С сумкой под мышкой, придерживая плечом прижатый к уху мобильник, Лив бежит по набережной. Затянутые тяжелыми черными тучами небеса над сумрачным Лондоном разверзлись, и на центр города обрушивается почти тропический ливень. Намертво встает транспорт, беспомощно пыхтят выхлопные трубы такси с запотевшими от дыхания пассажиров окнами.

— Понимаю, — уже в пятнадцатый раз говорит она. Жакет потемнел от дождя, а мокрые волосы прилипли ко лбу. — Я все понимаю… Да, я знаю условия договора. Я просто жду поступлений, которые… — Она ныряет в подворотню, достает из сумки туфли на высоком каблуке, надевает и беспомощно смотрит на промокшие балетки, понимая, что их некуда засунуть. — Да-да, я… Нет, обстоятельства не изменились. По крайней мере, не в последнее время.

С мокрыми балетками в руках она выскакивает из подворотни, переходит через дорогу и направляется в сторону Олдвича. Проезжающая мимо машина обдает ее фонтаном брызг, она останавливается и недоумевающе смотрит ей вслед.

— Ты что, издеваешься надо мной! — возмущенно кричит она водителю, а затем снова в трубку: — Нет-нет, это я не вам, мистер… Дин… Я вас не виню, Дин. Да. Конечно, я понимаю, что вы просто делаете свою работу. Послушайте, я заплачу к понедельнику. Идет? Я ведь никогда не задерживала платежи. Договорились, сразу же.

Мимо проезжает очередное такси, и она проворно ныряет обратно в подворотню.

— Да, понимаю, Дин… Знаю, что вам это весьма непросто. Послушайте, обещаю, что в понедельник вы все получите. Да, определенно. И простите, что накричала… Дин, надеюсь, вы тоже найдете себе другую работу.

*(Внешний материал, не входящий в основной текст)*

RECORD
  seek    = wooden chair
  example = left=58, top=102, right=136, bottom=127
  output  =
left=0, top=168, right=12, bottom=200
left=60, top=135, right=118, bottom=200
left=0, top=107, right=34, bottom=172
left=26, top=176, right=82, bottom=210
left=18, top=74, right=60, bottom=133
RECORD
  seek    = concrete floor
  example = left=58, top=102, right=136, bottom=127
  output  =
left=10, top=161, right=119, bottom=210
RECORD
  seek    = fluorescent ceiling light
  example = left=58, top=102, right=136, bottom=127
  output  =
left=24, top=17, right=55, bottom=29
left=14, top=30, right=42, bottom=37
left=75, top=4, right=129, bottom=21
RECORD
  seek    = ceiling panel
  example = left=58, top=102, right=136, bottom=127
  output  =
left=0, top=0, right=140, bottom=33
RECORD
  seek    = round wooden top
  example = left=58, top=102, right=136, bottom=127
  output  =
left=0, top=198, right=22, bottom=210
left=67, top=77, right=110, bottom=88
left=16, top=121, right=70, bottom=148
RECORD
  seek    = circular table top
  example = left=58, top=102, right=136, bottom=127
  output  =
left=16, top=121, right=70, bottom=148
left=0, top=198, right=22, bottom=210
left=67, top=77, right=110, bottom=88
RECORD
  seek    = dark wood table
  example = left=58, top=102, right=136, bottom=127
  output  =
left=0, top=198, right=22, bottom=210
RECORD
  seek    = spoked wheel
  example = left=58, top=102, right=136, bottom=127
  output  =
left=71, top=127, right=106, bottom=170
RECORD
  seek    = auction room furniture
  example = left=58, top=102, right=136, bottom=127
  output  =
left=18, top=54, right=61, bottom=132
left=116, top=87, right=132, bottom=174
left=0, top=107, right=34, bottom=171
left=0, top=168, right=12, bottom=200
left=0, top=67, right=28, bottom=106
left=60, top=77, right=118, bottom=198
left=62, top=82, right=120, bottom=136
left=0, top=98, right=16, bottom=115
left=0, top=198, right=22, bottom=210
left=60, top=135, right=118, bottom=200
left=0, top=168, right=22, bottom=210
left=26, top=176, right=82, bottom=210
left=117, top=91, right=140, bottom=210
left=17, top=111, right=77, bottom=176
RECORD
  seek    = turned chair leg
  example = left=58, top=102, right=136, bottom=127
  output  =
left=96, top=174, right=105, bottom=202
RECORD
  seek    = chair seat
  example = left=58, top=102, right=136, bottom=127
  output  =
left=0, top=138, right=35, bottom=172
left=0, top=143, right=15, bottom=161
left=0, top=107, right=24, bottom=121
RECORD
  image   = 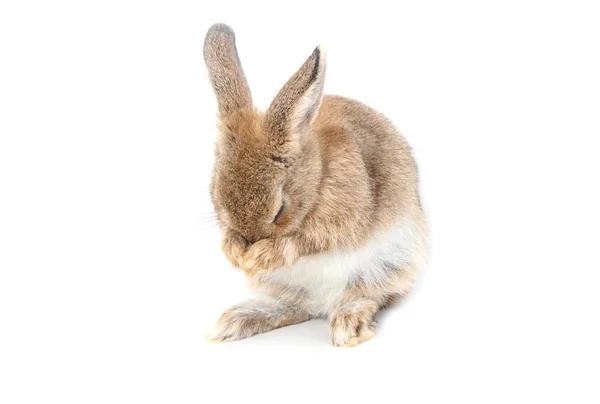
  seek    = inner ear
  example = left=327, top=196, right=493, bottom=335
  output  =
left=265, top=47, right=325, bottom=144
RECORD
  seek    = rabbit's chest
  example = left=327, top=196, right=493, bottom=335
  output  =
left=266, top=223, right=414, bottom=316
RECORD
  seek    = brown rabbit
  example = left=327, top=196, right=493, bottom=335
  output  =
left=204, top=24, right=427, bottom=347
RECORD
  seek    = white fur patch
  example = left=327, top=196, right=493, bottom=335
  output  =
left=263, top=221, right=425, bottom=316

Она захлопывает мобильник, кладет в сумочку и начинает разглядывать щит с рекламой ресторана. Наклоняется, чтобы посмотреть на свое отражение в зеркале припаркованной машины, и расстраивается. Но здесь уж ничего не поделаешь. Она и так уже на сорок минут опаздывает.

Лив убирает с лица мокрые волосы и тоскливо оглядывается на прохожих на улице. Затем набирает в грудь побольше воздуха, распахивает дверь ресторана и входит внутрь.


— А вот и она! — Кристен Солберг встает со стула в центре длинного стола и раскрывает приветственные объятия, а потом шумно целует воздух в нескольких дюймах от лица Лив. — Боже мой, да ты насквозь промокла! — Естественно, ее волосы лежали безукоризненной каштановой волной.